Wednesday, September 23, 2015

Ship It!


There is a joke used at various stages of software development. Let's say a programmer gets a program to run once correctly. Someone would call out, "Ship It!", implying don't look any further, ship it out before we find any more problems.

All humor aside, the shipping industry is unimaginably massive and its economies of scale make for some truly mind boggling decisions, like the one above.
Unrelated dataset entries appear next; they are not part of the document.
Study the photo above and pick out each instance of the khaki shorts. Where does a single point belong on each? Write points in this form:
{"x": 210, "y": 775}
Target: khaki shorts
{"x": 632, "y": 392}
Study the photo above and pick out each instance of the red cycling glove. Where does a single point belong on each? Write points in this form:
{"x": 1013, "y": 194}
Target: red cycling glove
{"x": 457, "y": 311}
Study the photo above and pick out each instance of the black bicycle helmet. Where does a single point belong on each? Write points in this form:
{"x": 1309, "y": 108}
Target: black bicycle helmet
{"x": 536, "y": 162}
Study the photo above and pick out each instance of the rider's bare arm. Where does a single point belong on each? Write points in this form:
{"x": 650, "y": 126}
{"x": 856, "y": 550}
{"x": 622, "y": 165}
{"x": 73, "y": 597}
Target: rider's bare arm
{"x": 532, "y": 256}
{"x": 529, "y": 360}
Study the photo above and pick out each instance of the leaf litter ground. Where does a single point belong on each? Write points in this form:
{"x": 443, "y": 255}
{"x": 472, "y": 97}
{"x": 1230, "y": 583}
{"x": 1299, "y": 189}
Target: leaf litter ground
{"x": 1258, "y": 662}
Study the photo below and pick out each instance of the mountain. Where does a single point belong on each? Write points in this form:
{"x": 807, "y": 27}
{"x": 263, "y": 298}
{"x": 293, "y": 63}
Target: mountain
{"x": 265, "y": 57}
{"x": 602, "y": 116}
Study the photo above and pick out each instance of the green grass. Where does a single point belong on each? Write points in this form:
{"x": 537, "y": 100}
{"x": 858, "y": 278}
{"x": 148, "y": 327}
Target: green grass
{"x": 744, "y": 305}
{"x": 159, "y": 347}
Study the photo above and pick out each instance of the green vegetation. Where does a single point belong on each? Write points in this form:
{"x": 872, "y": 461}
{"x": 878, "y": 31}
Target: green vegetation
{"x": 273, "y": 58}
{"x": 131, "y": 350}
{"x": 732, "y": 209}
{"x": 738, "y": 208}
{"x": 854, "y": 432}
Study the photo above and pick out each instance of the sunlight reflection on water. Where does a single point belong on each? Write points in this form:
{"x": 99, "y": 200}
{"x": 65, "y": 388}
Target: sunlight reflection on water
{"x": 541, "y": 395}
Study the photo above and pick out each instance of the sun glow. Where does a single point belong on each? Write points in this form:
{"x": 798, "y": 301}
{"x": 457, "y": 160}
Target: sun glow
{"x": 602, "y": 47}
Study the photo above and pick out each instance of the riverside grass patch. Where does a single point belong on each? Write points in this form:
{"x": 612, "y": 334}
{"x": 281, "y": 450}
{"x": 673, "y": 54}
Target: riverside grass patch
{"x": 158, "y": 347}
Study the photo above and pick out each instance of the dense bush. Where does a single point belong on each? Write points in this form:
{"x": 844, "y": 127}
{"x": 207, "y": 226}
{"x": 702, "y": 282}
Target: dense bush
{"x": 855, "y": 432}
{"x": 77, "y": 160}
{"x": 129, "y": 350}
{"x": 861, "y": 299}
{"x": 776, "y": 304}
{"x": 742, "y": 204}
Author Rose George wrote a book, "Ninety Percent of Everything: Inside Shipping, the Invisible Industry That Puts Clothes on Your Back, Gas in Your Car, and Food on Your Plate" that is a fascinating look at this highly secretive industry


Some more interesting facts about the shipping industry from the book:



  • Shipping is the "greenest" mass transport - "Sending a container from Shanghai to Le Havre (France) emits fewer greenhouse gases than the truck that takes the container on to Lyon." 
  • Ships are incredibly big - One of the latest shipping vessel, the Maersk Triple-E, came into service in 2013 and holds up to 18,000 containers (about 894 million bananas). Just the containers owned by Maersk would stretch nearly halfway around the planet.
  • Ships cover the oceans - 20 million+ containers are on the ocean at the same time.
  • Inspection of containers is rare - Forget TV or the movies, only 5 percent of the containers shipped to U.S. ports are physically inspected, and that number is even lower in Europe.The oceans are vast - A container ship travels the equivalent of three-quarters of the way to the moon and back in one year. Two-thirds of ship crews have no means of communication off the ship. Only 12% have freely available Internet.
  • Shipping companies don't like outsiders - So secretive and private is shipping that the official Greek shipowners' association refuses to reveal how many members it actually has. This is not considered weird in the industry.
  • U.S. ports handle huge quantities of goods - In 2011, the 360 commercial ports of the United States took in international goods worth $1.73 trillion.